When asked about current events Manion said he supports the idea of a pool for Princeton, but is not sold on the current proposal to build a $27 million facility downtown.
“I’m not against a pool. I think a pool is something that our community can use very much..I have some concerns with the price and I also have some concerns with the location.”
The mayoral hopeful said a recreation complex, potentially one also replacing the aging arena and curling club, might be a better value in the long run.
“I think if they want to have a drawing card for the Town of Princeton I think a complex would be a much better draw rather than having individual facilities scattered through town.”
Either way, he believes any proposal should be put to a vote.
“If we are going to spend that type of money…we need to have a referendum out of common courtesy to the taxpayers.”
Manion said he supports mixed use of the KVR – for everything from cyclists and horses to off-road vehicles.
“I believe that we should be able to come up with a mature, responsible solution so that we can keep all our communities connected…I think there is a bit of an economy in that for Princeton.”
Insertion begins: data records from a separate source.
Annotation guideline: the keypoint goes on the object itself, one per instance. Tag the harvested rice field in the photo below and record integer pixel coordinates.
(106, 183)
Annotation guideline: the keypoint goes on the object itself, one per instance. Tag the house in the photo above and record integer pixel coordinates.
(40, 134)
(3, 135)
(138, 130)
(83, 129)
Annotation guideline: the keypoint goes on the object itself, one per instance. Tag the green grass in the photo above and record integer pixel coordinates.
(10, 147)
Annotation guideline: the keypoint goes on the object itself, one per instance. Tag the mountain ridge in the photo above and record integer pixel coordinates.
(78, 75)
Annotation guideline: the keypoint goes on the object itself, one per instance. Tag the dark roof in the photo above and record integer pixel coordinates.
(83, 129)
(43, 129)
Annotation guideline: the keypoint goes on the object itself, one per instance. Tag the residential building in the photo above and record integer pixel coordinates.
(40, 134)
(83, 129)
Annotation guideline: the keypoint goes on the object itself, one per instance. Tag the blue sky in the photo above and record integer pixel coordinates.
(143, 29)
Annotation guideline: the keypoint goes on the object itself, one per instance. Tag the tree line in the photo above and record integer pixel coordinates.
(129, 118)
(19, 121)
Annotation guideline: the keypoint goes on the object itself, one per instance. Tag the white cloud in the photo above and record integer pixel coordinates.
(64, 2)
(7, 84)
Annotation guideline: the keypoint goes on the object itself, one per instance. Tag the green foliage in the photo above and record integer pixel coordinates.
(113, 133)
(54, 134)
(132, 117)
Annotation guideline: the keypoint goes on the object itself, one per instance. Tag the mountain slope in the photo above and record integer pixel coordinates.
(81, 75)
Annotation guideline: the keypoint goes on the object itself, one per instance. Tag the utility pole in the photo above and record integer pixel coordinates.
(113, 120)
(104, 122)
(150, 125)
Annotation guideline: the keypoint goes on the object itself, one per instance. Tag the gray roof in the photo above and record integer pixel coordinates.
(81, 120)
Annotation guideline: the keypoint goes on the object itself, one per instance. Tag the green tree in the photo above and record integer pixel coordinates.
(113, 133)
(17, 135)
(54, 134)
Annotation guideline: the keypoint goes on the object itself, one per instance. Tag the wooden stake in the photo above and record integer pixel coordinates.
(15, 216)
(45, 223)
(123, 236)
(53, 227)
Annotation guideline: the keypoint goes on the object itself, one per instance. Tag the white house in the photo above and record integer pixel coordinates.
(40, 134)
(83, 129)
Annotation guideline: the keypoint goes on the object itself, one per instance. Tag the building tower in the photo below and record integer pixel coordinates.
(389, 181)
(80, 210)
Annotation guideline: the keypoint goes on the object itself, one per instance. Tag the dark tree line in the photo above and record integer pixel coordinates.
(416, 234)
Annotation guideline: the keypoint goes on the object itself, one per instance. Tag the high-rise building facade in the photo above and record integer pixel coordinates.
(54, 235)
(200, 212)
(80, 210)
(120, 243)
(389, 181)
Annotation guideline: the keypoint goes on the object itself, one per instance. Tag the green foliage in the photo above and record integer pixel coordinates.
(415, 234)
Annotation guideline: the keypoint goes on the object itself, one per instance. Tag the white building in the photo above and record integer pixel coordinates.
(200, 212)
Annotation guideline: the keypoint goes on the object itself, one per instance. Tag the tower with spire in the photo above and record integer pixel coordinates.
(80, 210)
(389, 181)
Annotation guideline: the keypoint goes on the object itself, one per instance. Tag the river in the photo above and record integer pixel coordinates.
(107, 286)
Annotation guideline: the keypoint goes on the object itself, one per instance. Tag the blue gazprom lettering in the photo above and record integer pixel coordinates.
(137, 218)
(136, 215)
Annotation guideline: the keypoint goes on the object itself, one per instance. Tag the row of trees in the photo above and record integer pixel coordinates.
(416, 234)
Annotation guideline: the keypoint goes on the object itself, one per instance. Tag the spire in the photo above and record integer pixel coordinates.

Manion has extensive experience in business and industry – he has logged, mined, owned a garage and managed tourist resorts, among other things. He believes the town should continue in the direction of promoting small business, and would like to see more effort made to promote Princeton’s attributes to visitors.
“We have the natural beauty, and we have the mountains, and we have the lakes. We have all those things that other communities get away with utilizing. We haven’t developed them as much as other communities and I think we need to.”
He has a long history of public service and volunteering. Manion has been involved with the Princeton Skills Centre for 20 years and is presently its vice president. He has also coached various levels of softball and baseball, hockey and basketball, and is a former director of the Community Forest Association and the Chamber of Commerce.
While admitting he’d like to see municipal leaders work more collaboratively with other community stakeholders, and “be more open,” he does not intend to criticize the current council.
“It is a tough job and I know the people there are making what they believe are the best decisions. I have not agreed with all their decisions, but I don’t have anything that I’m going to be negative about with the council. I think they have done what they think is best and I don’t think you can ask any more of them than that.”
There are now two declared candidates for mayor. Leona Guerster announced her intention to run at the beginning of the year.